Yuriy Fenin

Personal information
- Date of birth: 28 March 1977 (age 47)
- Place of birth: Bilozerka, Ukrainian SSR
- Position(s): Forward

Senior career*
- Years: Team / Apps / (Gls)
- 1992–1994: Tavriya Simferopol / 8 / (0)
- 1994–1995: Meliorator Kakhovka / 24 / (2)
- 1995: Tavriya Simferopol / 5 / (0)
- 1996: Constructorul Chișinău / 10 / (2)
- 1997: CSA Victoria Cahul / 7 / (1)
- 1998: Torpedo-Kadino Mogilev / 10 / (1)
- 1999–2000: Vedrich-97 Rechitsa / 26 / (9)
- 2000–2001: Levadia Maardu / 34 / (13)
- 2001–2002: Levadia Pärnu / 21 / (6)
- 2002–2003: Levadia Tallinn / 24 / (9)
- 2005: Pakri SK / 13 / (8)
- 2006–2009: Maardu Esteve / 55 / (31)
- 2010: Keskerakonna JK / 13 / (7)
- 2011–2014: MC Tallinn / 58 / (10)
- 2015: Maardu United

= Yuriy Fenin =

Ukrainian footballer

Yuriy Fenin (born 28 March 1977) is a Ukrainian professional football forward who most recently played for various clubs in Estonian lower leagues.

==Career==
Fenin began his playing career with SC Tavriya Simferopol in the Ukrainian Premier League.

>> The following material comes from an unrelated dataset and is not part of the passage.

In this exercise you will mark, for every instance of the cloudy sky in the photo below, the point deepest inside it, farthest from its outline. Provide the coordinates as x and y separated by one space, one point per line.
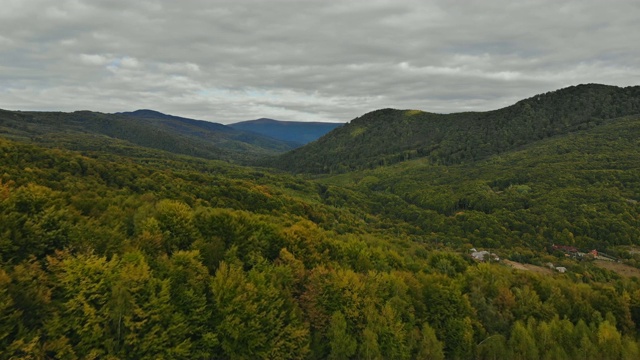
316 60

He held the record in Ukraine for being the youngest professional player of the Ukrainian Premier League when at the age of 15 years and 221 days played for Tavriya Simferopol against FC Zorya-MALS Luhansk, before the record was beaten by Kyrylo Dihtyar from Metalist Kharkiv in 2023.